Iddo followed Dinah home and found her in their room, curled in grief, sobbing. He waved away the other women when they came to comfort her and closed the door. He knelt beside Dinah, asking God what he should do.
Forgive her.
He needed to forgive Dinah and take her back the same way God had forgiven His people after their unfaithfulness to Him. He needed to show his love to her. And that meant not only giving up his right to condemn her, but giving her what she longed for the most. Iddo would take her back to Babylon himself. He would prove his love by leaving Jerusalem a second time. That meant giving up his work as a priest, never worshiping in the temple, or having a part in rebuilding it. Did he love Dinah that much?
Yes.
A single tear slid down his face and into his beard. This was what God wanted him to
do. Iddo waited until Dinah’s sobbing tapered off, praying for the right words to say.
“I know you don’t love me anymore, Dinah. But I’ve never stopped loving you. If you want to go back to Babylon, you don’t need Joel to take you. I’ll take you there myself.”
She looked up at him after a moment, her beautiful face ravaged by sorrow. “Why, Iddo? Why would you do that for me?”
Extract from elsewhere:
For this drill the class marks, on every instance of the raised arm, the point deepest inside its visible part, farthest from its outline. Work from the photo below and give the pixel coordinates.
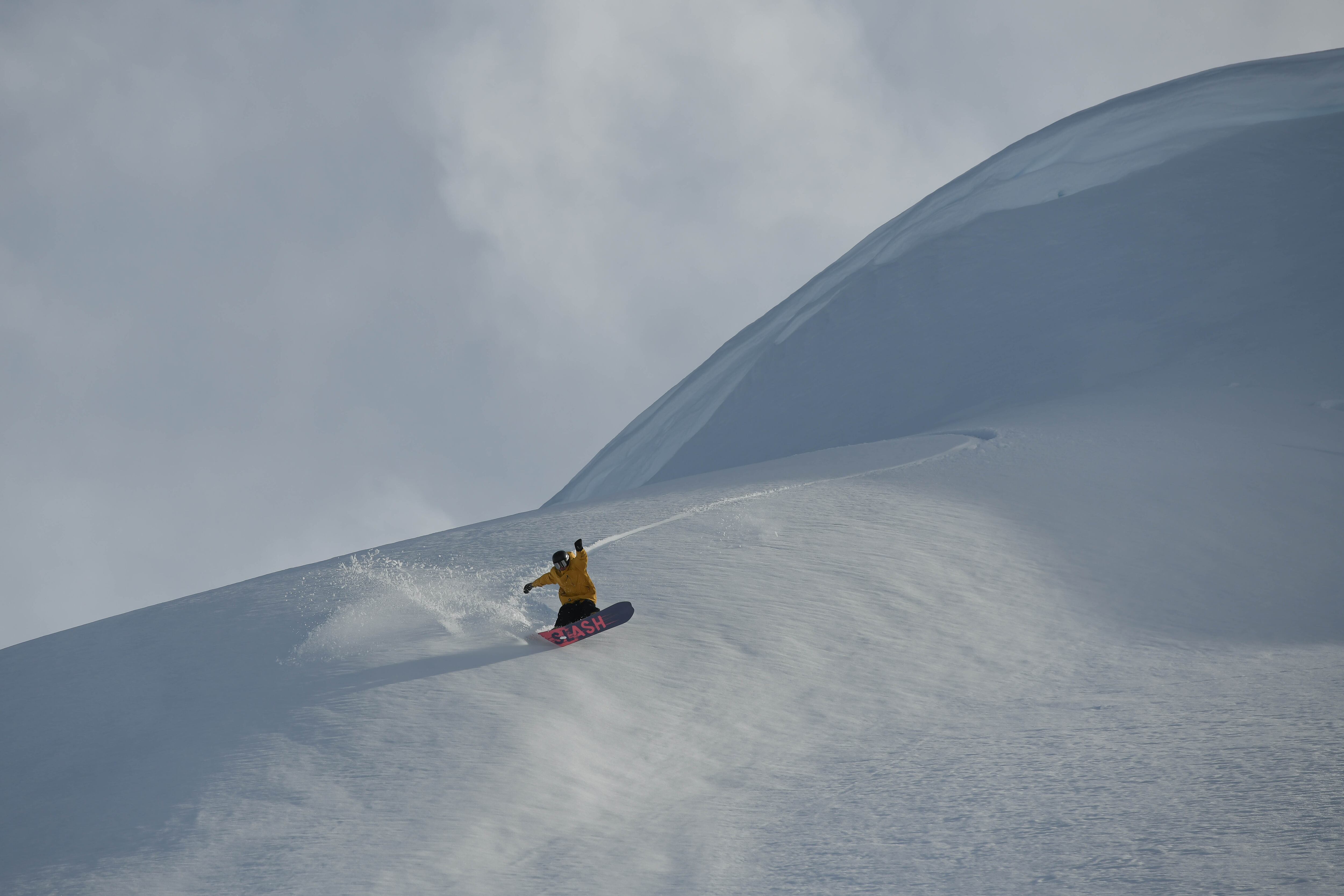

“Because I’ve made too many mistakes. You were right, I was too hard on our sons, and I want to make things right with them and with you. . . . And because it’s what the Almighty One did, forgiving our people even after we went after other gods. I understand His love now, how deep and wide and everlasting it is. If He binds us tightly with laws and rules, it’s for the same reason that we hold our children tightly in our grasp, to keep them from hurting themselves or being hurt. But God also gives us the freedom to leave His embrace and go our own way. He won’t force His love on us, and I won’t force mine on you. I’ll take you back to Babylon, not so you’ll forgive me, but so you’ll forgive God. So you’ll understand the truth about His grace.”
“You would do that? After I turned away from you?”
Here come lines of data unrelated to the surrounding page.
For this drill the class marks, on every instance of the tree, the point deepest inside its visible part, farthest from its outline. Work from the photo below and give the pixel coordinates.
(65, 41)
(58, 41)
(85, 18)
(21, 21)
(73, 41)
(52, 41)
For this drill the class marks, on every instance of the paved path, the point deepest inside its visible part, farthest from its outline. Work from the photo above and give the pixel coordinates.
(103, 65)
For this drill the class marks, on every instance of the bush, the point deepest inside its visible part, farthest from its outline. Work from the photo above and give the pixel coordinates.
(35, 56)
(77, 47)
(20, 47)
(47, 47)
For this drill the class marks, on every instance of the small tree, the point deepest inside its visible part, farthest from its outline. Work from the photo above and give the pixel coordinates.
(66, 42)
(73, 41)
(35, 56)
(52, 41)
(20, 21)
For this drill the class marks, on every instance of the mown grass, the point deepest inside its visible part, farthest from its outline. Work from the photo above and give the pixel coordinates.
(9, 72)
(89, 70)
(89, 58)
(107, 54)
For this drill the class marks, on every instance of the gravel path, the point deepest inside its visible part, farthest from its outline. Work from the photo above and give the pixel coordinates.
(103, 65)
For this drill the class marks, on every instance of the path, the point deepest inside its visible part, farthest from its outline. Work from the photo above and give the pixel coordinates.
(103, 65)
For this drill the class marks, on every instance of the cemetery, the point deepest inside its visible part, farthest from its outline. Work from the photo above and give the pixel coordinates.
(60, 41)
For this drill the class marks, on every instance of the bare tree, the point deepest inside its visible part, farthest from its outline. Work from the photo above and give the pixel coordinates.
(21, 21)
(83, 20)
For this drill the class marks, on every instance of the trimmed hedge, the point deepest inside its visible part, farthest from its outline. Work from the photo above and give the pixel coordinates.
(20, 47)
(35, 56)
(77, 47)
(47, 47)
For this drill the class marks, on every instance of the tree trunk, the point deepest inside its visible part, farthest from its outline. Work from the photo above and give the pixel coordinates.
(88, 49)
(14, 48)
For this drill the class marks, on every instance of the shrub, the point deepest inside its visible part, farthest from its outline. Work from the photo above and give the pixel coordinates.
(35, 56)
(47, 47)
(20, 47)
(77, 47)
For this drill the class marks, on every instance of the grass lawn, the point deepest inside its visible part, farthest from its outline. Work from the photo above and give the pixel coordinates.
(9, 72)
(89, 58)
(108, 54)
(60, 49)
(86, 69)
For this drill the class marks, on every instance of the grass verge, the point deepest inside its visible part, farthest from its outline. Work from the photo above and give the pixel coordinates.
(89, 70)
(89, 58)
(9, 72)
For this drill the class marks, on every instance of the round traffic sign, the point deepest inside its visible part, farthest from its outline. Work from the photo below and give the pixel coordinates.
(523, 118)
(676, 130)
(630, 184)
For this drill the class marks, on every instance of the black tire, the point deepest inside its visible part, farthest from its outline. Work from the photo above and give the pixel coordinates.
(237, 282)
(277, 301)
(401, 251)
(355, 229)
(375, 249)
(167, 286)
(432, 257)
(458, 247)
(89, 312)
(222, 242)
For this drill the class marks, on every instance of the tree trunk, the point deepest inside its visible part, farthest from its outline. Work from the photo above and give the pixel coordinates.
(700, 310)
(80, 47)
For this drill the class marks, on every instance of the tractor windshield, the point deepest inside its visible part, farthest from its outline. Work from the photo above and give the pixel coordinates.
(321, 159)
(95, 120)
“Yes.” Another tear slipped down Iddo’s cheek. He wiped it away.
Dinah stared at him as if waiting for him to say more. But he had spoken from his heart and said everything that he knew to say. He stood.
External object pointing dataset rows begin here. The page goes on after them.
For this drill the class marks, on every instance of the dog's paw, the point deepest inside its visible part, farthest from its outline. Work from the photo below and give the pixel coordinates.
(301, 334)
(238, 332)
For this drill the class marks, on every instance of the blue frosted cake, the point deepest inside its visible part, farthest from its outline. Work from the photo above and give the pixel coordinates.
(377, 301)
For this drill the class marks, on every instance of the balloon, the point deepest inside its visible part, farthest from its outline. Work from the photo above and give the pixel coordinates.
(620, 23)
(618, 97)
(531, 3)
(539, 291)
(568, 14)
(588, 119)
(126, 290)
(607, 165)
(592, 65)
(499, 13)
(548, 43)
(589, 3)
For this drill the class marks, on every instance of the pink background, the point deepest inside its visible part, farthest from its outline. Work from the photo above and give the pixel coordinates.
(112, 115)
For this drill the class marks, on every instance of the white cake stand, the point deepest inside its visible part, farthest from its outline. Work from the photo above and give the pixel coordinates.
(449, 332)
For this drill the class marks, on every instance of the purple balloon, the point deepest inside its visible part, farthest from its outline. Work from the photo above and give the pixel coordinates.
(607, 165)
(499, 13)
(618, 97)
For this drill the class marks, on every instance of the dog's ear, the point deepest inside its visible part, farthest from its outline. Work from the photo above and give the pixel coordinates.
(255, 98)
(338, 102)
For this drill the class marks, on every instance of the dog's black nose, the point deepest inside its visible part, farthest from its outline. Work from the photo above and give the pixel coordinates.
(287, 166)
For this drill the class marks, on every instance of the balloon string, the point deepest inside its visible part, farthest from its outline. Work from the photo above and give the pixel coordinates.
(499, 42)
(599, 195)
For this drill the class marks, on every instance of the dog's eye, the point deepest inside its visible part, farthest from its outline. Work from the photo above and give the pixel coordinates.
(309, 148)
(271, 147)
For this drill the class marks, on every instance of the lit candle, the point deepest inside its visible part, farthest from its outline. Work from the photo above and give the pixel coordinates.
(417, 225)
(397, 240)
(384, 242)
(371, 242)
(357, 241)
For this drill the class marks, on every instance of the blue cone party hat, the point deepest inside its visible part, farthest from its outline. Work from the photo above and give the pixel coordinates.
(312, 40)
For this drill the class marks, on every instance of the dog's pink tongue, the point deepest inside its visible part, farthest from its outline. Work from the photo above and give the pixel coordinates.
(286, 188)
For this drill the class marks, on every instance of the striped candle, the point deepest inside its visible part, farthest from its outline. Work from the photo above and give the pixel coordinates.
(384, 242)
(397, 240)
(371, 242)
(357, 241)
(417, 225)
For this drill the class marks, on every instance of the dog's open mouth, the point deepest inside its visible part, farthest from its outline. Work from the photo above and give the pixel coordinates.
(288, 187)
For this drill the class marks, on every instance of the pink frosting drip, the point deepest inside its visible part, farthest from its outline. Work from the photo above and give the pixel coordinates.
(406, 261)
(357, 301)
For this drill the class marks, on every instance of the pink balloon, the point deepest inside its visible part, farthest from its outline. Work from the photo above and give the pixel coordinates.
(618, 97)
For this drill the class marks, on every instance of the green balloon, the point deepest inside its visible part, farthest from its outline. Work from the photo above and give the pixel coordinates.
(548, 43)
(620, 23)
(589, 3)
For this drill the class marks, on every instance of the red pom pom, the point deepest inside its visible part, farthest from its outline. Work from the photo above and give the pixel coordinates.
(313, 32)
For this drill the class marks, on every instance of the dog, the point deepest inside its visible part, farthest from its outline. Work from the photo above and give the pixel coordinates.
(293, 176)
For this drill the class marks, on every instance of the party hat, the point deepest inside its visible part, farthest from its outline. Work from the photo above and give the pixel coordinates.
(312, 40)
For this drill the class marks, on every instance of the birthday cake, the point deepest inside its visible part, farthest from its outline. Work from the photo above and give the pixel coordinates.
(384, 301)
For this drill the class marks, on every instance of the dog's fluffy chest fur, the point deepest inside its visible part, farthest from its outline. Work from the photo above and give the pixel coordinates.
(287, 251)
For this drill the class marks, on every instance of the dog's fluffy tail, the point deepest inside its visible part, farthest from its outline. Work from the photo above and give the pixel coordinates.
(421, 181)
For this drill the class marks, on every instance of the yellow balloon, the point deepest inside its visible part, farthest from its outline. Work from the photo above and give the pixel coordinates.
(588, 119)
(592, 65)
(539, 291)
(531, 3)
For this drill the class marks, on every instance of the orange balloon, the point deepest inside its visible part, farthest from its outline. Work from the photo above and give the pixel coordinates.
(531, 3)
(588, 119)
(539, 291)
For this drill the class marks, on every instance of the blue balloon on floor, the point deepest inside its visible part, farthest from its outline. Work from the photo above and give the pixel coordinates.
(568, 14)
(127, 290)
“I’ll find out when the next caravan is leaving.”
Chapter
26
The knowledge that she was finally going home to her family should have cheered Dinah, but it didn’t. She sat by the hearth late in the afternoon, chopping garlic and leeks for their dinner and wondering how she had messed up so badly. How had she failed to see that what she felt for Joel was one-sided? He didn’t love her. Their emotional attachment was bound by their grief for Shoshanna. He had used her to hurt Iddo, to get even with him. And she had done the same.